The choice to pursue an honors thesis was motivated by Friedman’s interest in the American foreign policy classes taught by his advisor David Schmitz, Robert Allen Skotheim Chair of History, as well as his personal passion for an issue that is is still relevant.
“Being Jewish, and being a big supporter of Israel, I have always been interested in Middle East history … I wanted to study the story of Israel’s birth through the lens of America’s role in the creation of the state. American support for the State of Israel is as complex and controversial today as it was in 1948, so I was fascinated to see the beginning of the arguments on both sides,” Friedman said.
Friedman is considering graduate studies in the future, but his most immediate plans involve a move to Israel; this was a decision that solidified in the process of writing his thesis.
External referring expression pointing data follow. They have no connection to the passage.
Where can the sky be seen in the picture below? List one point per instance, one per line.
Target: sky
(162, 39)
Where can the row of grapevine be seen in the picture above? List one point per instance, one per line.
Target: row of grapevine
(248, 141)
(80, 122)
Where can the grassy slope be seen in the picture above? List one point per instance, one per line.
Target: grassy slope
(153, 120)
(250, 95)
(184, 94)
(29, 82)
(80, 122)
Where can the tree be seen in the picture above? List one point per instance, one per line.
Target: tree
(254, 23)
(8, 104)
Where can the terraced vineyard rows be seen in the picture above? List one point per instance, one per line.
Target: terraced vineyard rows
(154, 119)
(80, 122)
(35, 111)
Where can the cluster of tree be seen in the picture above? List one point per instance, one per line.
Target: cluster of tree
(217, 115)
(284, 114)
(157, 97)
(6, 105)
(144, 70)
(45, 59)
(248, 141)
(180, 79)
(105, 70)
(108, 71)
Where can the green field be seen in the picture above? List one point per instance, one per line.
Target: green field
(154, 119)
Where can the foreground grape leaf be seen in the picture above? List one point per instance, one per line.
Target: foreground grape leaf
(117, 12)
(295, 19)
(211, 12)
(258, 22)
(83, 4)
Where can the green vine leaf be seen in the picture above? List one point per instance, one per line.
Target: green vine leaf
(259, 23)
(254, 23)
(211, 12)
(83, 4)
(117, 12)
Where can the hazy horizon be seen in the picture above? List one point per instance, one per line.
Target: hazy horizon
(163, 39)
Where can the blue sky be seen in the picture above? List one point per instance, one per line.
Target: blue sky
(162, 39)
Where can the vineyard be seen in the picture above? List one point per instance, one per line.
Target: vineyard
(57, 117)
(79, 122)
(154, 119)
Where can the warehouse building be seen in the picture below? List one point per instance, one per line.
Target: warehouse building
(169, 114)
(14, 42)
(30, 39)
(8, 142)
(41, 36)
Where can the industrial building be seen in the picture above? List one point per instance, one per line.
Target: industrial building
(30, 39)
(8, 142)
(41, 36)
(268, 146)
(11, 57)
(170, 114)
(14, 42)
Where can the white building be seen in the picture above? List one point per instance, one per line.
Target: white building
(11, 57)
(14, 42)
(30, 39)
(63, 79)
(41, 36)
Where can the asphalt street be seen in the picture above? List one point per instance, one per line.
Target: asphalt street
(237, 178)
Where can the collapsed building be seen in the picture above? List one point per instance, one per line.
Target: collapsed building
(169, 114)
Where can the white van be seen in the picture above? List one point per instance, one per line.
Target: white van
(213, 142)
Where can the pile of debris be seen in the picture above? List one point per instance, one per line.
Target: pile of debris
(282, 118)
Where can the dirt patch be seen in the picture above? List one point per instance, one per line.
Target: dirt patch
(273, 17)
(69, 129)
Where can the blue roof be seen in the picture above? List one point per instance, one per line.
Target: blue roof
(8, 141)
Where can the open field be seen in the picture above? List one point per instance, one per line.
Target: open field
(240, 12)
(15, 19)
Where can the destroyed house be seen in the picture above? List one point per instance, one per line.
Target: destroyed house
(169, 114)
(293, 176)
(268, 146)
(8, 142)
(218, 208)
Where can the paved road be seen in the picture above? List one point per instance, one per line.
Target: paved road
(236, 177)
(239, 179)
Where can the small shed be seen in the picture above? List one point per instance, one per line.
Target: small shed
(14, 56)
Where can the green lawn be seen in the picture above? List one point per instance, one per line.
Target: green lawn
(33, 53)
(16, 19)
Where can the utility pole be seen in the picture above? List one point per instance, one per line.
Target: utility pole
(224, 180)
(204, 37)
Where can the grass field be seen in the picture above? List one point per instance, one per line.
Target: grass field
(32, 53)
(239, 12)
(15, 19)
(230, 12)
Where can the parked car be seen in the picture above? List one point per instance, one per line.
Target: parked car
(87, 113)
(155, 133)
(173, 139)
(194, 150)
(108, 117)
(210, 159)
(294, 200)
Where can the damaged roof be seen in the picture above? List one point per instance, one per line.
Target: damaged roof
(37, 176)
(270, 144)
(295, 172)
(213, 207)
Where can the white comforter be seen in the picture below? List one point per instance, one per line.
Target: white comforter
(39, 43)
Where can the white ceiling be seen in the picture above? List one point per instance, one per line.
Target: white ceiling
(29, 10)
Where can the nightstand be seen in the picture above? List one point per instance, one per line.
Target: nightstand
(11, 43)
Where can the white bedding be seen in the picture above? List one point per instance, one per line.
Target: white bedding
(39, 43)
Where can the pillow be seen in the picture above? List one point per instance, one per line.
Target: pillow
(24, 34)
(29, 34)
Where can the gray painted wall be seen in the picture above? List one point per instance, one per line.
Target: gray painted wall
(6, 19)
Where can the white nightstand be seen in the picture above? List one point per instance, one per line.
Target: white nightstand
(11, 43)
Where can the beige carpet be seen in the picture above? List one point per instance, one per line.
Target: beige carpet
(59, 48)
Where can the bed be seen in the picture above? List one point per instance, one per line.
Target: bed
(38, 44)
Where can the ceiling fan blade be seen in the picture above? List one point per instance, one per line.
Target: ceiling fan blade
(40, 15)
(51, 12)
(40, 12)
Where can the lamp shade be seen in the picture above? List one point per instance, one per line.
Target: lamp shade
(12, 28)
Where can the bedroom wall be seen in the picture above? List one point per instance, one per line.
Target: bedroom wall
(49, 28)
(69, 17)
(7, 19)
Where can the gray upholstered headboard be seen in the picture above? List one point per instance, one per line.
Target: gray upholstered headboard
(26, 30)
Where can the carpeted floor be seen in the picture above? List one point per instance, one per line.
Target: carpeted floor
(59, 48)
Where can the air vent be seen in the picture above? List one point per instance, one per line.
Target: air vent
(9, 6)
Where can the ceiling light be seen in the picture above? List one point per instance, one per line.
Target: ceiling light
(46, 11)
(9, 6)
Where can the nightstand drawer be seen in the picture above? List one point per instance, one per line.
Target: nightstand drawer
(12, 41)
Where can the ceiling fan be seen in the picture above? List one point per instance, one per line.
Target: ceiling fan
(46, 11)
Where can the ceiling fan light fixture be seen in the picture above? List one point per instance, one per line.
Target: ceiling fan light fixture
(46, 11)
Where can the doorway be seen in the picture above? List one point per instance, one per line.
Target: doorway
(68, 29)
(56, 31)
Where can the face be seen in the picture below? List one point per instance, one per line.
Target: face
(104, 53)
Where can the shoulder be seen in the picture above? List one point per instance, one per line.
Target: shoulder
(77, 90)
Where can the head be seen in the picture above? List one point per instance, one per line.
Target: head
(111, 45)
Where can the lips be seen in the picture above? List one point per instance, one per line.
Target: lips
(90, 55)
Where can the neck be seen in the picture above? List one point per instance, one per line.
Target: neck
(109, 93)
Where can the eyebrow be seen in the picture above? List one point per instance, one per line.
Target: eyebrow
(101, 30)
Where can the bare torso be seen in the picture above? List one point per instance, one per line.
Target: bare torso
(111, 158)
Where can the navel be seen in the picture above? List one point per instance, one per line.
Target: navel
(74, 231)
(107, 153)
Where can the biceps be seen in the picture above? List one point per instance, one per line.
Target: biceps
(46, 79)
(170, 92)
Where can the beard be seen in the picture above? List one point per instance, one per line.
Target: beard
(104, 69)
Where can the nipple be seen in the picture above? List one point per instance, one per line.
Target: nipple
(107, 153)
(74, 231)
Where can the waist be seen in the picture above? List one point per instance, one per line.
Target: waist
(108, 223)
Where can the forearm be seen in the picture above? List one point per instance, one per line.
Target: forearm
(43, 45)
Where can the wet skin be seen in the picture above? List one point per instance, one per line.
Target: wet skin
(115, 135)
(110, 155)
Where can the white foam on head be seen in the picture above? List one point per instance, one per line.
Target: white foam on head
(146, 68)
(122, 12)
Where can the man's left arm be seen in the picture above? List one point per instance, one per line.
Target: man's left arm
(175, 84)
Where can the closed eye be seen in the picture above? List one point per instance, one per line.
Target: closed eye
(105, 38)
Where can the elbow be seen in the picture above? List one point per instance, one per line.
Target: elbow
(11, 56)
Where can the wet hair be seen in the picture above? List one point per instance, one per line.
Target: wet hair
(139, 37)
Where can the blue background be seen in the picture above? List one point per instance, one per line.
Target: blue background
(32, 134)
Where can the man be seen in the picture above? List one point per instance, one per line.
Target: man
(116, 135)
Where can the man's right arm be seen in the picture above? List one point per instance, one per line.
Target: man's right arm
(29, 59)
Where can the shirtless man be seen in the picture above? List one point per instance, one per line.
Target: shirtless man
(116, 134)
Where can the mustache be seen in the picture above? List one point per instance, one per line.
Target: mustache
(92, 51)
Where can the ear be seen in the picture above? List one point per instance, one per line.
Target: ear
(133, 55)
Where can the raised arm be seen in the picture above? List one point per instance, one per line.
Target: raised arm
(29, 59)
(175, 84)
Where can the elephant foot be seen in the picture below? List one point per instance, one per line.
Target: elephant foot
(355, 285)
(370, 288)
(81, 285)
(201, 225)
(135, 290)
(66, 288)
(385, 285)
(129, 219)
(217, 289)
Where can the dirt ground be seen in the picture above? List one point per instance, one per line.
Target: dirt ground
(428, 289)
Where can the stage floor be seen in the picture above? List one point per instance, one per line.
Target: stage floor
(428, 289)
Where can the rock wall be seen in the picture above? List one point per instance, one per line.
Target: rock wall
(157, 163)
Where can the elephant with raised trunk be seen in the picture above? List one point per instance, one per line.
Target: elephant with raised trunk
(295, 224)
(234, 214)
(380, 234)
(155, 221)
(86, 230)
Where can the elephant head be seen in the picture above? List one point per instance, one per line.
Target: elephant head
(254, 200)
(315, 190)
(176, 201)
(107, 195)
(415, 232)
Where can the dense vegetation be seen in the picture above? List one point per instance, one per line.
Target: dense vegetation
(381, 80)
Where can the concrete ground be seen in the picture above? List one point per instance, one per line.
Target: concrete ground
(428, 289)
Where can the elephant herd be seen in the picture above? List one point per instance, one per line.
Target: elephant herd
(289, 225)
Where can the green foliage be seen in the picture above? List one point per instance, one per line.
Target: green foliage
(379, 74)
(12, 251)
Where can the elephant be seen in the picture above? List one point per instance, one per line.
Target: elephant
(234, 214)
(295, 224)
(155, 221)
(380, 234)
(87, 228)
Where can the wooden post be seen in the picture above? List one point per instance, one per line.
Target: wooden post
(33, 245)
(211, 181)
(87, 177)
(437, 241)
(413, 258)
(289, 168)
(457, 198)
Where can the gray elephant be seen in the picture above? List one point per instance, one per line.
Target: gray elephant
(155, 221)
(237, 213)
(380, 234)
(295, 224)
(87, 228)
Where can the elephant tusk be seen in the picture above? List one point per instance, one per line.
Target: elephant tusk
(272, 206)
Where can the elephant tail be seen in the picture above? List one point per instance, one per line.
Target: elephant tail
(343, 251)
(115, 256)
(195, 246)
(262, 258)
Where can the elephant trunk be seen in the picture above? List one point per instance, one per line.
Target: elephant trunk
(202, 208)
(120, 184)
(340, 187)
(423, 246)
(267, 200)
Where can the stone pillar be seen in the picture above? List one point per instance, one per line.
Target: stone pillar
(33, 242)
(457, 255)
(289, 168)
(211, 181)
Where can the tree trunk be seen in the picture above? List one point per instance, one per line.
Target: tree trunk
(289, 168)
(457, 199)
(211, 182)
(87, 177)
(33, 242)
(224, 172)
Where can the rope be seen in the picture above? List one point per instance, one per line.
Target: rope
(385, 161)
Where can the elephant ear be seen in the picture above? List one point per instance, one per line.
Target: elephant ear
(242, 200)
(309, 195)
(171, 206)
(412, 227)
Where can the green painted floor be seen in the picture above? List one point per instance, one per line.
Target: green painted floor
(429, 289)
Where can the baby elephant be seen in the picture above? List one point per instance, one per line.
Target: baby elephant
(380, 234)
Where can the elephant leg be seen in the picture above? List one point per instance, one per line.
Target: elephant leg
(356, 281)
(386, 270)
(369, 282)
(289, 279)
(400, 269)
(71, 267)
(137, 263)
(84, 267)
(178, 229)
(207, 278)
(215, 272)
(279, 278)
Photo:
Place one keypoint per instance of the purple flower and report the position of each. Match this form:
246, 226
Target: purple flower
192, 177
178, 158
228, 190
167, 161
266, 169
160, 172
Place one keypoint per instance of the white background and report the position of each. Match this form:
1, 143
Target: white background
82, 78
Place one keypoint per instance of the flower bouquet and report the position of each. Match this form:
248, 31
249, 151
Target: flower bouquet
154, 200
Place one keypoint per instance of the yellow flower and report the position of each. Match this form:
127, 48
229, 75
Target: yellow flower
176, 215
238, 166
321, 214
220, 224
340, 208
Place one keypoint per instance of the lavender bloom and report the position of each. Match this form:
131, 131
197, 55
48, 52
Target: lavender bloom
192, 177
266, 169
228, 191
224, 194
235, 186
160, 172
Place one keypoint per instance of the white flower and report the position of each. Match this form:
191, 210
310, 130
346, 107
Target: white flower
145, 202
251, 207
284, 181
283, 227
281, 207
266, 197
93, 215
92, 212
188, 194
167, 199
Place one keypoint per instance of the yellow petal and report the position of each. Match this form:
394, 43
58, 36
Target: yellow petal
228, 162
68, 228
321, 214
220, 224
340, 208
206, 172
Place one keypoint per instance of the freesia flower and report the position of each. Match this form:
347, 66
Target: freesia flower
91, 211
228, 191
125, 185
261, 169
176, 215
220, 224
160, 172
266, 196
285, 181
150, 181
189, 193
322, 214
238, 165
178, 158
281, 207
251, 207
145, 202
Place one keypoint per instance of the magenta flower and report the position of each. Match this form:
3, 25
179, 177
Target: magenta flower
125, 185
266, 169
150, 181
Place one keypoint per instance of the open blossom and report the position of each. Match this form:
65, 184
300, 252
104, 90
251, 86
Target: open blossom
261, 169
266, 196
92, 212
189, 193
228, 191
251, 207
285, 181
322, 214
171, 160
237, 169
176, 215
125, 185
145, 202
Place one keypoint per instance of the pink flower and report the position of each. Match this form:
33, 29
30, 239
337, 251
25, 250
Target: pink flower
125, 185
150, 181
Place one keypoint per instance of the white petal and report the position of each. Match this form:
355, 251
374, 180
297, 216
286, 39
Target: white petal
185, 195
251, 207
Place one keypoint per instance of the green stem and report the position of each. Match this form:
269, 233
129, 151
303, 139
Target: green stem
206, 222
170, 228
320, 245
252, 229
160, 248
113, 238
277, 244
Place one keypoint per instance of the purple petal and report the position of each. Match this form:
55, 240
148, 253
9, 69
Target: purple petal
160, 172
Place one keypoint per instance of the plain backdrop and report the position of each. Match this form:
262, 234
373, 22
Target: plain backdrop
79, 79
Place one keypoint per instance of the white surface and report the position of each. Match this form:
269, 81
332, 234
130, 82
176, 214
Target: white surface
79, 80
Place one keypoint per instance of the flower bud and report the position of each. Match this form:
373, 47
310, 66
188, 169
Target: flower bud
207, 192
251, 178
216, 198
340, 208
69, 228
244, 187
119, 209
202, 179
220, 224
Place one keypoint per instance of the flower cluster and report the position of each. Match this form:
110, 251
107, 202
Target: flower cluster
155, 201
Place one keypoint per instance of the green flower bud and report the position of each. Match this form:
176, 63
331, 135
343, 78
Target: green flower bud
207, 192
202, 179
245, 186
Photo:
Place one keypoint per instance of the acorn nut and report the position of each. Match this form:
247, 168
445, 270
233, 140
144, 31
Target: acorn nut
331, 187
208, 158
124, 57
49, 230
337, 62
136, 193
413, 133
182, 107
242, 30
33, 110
“The place to study Israeli history is Israel. I’ve always been passionate about this region, about this country, about its history, about America’s relationship to it … My thesis was the diving board in all of that. It gave me a profound historical perspective, it got me very much excited, and it was one of the things that led me to decide that I wanted to live in Israel for a while,” Friedman said. “I realized that I had to go, absolutely had to be there.”
Like Wishkoski, Friedman felt that completing his thesis increased his confidence in what he can achieve academically.
“I feel so confident that if I am passionate about a historical topic, if I have a question that I want answered, I know how to go about it … I can contribute to people’s discussions and understanding. I have that foundation because of writing this,” Friedman said.